Parents come to me sometimes and ask “Well, what about my child’s privacy?” For one, there’s no such thing as privacy on the internet. More on that in a second. But two, you child has no rights to privacy. Your child cannot discern and control what they do online as well as you can as an experienced adult. they don’t know to not click on that link because it’s a scam. They don’t understand why putting their address and social security number on Facebook is a bad thing. And the worst part of all this is that your kids may not talk to you about their issues, but you can rest assured know that they are telling the world about it on Facebook, Twitter, and other things.
You HAVE to be where your kids are, even though it’s annoying. For me, it’s Facebook. I hate Facebook. I was a beta user, one of the first 10,000 users in 2004 when the service first started. Now I’m sick of it. I use it, but only by neccessity. Because I’m a youth minister and it helps me stay in contact with friends. But I hate it.
Yet, every Monday morning, I go to my “Church St Youth Group” news list, and I scroll down and look at everything that our kids have been posting for the whole previous week. I have something similar on Twitter. If I see something bad or serious, I flag it, take a screenshot, and contact the parents. No questions asked. And I’ve had a lot of conversations with parents.
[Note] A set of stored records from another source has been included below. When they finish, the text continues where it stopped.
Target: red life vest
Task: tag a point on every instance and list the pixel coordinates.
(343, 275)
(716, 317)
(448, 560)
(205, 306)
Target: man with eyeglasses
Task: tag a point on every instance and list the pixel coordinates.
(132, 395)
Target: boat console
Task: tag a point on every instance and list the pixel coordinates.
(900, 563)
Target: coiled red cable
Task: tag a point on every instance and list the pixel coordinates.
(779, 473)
You cannot depend on someone like me to watch out for your kids. You MUST be where they are. You MUST take responsibilty for this entire life they are living online through websites, social networks, and apps.
3. Be involved.
When was the last time you talked to your son or daughter about drugs, alcohol, or sex. If you’re a good parent, those awkward conversations probably happen pretty often. But when was the last time you talked to them about being safe on the web? What videos they’re watching on YouTube? What apps they’re downloading and how they’re using them?
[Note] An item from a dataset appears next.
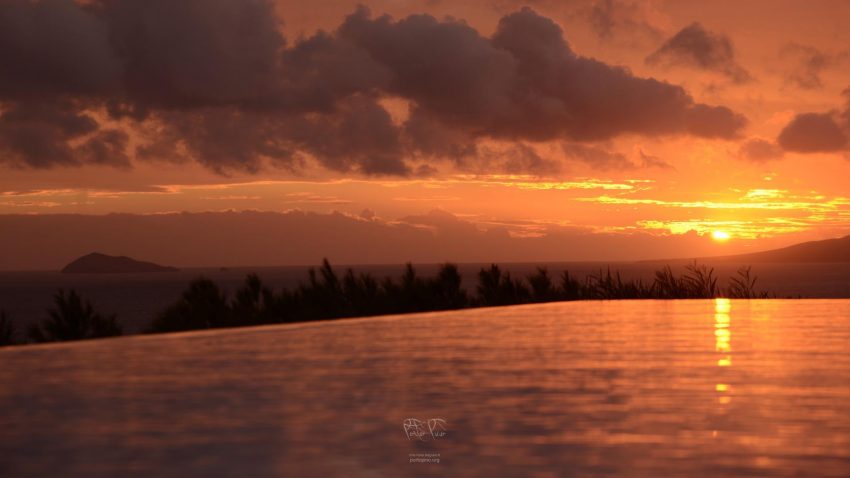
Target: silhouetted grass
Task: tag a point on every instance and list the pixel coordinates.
(73, 318)
(326, 295)
(7, 330)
The good news is that all of that is managable. All these things are completely managable if you stay on top of it. Technology moves at the speed of light, and it is a constant battle to stay one step ahead and manage your kids lives online. But you have to be INVOLVED.
TIPS TO START OFF WITH
When you go home today, make a list of devices that access the internet. Think about all of them. Your son’s iPod Touch, your daughter’s Kindle Fire, your own mobile phones and your laptop in the living room. Are you even aware of what devices are in your own home?
Have your main computer in a public place, like the kitchen or living room. Make sure that you can see the screen. Laptop computers should never be allowed to go into a child’s room unless they’re locked down.
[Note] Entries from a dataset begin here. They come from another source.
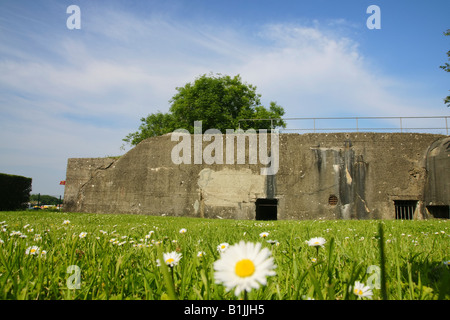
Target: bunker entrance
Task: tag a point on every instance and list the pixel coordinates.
(405, 209)
(266, 209)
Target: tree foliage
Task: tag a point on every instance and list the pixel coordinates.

Take up all devices at bedtime. You children should not be texting their friends at 2 in the morning, nor should they be watching YouTube videos to go to sleep. Does your child use the phone or iPod as an alarm? That’s what alarm clocks were made for. Keep the phone by your bedside to insure they don’t come grab it too, because they will.
Look for previous evidence. There’s something called a browser history in your internet browser. If you suspect (and even if you don’t) that your child has been looking at things they shouldn’t, go check the internet history. (We’ll show you how to do this in a later session.) If the internet history is blank pretty often, odds are your child has visited a site and erased the internet history. Never underestimate how smart your child can be.
As much as I hate to admit, we can no longer assume that our children are being good and responsible on the internet. It’s our job to protect them.
So, now I want to hear from you. What have you done that’s worked? What have you done as far as being proactive in your child’s digital development?